Now we know that all of our big ice has the potential for sea water to come in under it.  Antarctica sits on the top of sea mounts.  Greenland has many deep fjords that run under the ice.  Both of these conditions allow the rapid breakup of  ice as seen in the Chasing Ice clip.  Both Antarctica and  Greenland have the potential for the kind of progressive structural collapse on a large scale that is seen in a very small scale in minute 64 of Chasing Ice.

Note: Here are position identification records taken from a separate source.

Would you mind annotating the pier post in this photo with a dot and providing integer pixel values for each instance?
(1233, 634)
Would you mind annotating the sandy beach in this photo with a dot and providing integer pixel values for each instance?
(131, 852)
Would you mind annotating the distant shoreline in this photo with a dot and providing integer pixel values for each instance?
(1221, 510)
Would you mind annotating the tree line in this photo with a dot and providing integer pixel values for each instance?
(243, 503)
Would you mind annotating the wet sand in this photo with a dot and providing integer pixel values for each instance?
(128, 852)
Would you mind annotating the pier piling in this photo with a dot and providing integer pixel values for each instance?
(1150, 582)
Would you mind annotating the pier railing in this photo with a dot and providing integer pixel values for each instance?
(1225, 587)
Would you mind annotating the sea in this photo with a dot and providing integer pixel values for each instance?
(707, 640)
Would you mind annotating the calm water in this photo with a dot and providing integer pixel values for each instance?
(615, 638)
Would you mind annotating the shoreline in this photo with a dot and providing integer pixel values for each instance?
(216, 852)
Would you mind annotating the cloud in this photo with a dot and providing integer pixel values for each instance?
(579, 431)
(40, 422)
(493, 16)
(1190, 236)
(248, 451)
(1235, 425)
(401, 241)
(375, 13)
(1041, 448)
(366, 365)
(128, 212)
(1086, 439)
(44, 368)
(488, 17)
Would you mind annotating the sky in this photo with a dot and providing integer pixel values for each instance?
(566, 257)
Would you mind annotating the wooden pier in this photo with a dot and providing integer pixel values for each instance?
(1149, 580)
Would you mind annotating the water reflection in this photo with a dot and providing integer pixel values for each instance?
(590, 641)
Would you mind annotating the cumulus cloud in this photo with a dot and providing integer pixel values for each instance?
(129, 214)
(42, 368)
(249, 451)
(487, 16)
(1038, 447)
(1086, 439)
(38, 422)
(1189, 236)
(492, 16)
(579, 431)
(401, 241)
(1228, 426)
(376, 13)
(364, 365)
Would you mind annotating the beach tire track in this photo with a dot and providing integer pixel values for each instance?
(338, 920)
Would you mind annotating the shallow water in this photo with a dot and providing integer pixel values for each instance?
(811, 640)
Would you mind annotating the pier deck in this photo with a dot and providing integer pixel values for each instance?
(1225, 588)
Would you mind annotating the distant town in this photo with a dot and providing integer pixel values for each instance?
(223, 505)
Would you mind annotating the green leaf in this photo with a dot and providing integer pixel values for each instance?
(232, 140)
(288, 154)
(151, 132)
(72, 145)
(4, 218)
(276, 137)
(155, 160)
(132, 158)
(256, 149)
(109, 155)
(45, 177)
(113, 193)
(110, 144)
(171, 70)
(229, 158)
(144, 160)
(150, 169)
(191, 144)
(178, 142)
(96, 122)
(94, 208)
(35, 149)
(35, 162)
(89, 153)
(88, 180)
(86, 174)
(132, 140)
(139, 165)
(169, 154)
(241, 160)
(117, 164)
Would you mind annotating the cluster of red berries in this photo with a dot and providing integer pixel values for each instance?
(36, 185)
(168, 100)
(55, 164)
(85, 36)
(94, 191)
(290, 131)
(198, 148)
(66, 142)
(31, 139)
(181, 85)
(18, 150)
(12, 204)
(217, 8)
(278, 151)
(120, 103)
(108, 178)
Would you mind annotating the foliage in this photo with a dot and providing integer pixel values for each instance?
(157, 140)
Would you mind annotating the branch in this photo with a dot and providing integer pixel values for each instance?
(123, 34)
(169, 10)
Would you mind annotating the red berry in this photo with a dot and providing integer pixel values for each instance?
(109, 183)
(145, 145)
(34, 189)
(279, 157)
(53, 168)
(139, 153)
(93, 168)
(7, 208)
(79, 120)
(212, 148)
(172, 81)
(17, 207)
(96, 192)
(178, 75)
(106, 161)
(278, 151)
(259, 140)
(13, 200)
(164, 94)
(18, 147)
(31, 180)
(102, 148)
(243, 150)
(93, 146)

In the last interglacial, we know that sea level rose 40 feet in 500 years, and we cannot be certain that it was a gradual rise.  It may have been a period of punctuated equilibrium where most of the sea level rise occurred in a few brief events. In the last few climate changes, there were several period when hominid populations dropped from 95% to 99% of normal population. This However current climate forcing is 10 times greater than it was then. Thus, a reasonable planning case for sea level rise is meters in decades, and we can expect larger drops in hominid populations.  Such planning is like house insurance.  You many not really expect a house fire (odds are 1 in 100,000), but you have insurance. With AGW, if we have planned for meters/decade, and sea level rise is only meters per century, then we will be OK.  However, if we plan for millimeters per century and sea level comes as meters per decade, then we will not be OK.

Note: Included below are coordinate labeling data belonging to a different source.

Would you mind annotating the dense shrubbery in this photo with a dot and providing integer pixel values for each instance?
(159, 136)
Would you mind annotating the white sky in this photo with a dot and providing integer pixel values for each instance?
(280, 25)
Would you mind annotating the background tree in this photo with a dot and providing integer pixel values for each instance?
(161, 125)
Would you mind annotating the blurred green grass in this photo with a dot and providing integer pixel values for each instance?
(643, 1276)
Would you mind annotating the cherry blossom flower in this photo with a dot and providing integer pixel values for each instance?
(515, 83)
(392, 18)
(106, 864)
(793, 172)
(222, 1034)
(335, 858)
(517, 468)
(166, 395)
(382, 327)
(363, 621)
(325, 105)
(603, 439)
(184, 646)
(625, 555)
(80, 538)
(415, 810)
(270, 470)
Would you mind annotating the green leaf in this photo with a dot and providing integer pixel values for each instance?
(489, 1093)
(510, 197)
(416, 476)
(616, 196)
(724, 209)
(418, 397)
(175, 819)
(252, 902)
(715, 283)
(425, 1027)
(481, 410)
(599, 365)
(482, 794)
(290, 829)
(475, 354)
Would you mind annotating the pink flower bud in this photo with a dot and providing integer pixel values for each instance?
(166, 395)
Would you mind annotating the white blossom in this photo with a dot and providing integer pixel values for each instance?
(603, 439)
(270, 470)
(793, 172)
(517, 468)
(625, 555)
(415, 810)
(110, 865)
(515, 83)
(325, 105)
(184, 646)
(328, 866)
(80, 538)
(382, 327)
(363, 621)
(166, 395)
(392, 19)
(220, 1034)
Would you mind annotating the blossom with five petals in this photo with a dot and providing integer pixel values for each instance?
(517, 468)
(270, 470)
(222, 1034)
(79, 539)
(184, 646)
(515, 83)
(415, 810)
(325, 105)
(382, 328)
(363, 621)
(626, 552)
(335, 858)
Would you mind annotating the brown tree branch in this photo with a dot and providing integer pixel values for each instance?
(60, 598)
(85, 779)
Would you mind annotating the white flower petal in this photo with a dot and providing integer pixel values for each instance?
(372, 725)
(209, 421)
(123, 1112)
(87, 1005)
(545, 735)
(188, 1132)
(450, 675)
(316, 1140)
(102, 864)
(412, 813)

A sea level rise of meters in decades is fast enough to incapacitate industrial fiber production (synthetics and cotton) faster than the facilities (and their infrastructure) can be moved.  And, modern hand spinners have lost the skills that spinners used for generations and generations to economically produce the fibers needed to conquer the world.  What are we going to do for clothing?

The needs are food, water, shelter, and clothing. Sure there is a lot of clothing around that can be reused by a smaller population. (I expect a 99.99%  reduction in population.) However, most of that clothing is not well made and will fall apart in a few years.  In the face of the known, and unknown challenges, I do not expect the current generation of hand spinners to have much effect on the future of textiles. Current spinners tend to look to the Victorians, rather than to the older professional spinning traditions.  Current spinners do not tend to make new tools and develop new techniques to ensure a vibrant future in the craft of spinning.  I will tell you this; somebody will need a faster spinning wheel, because more twist makes hand made objects warmer and more durable, and we are going to need warm and durable.

It is called global warming, because of what happens at sea level.  However, the top of the atmosphere actually cools, and cold air tends to sink - so there will be blasts of ice cold air driving big storms.  Global warming does not mean that we will not need very warm woolies.

If you do not have acute symptoms of stress, such as high blood pressure, vomiting, diarrhea, panic, and depression, then you do not understand the acute nature of the AGW situation. It is too late to avoid catastrophic AGW. The best we can do at this stage is plan to adapt to catastrophic AGW.

My cheerful observation is that anyone that can spin wool well, can very quickly learn to spin other fibers well.

If you want cites, Google is your friend.  And, look at the proceedings of the AGU, particularly the posters on GIS.  Stuff about the summer 2012 melt on GIS is just coming out, and folks are just starting to realize how important structure is to ice sheet behavior.  Water increases the load on an ice structure without providing any extra strength.   When one adds load to a structure, without adding strength, eventually the structure collapses.  The days of treating ice sheets as a black box on a film of water are over.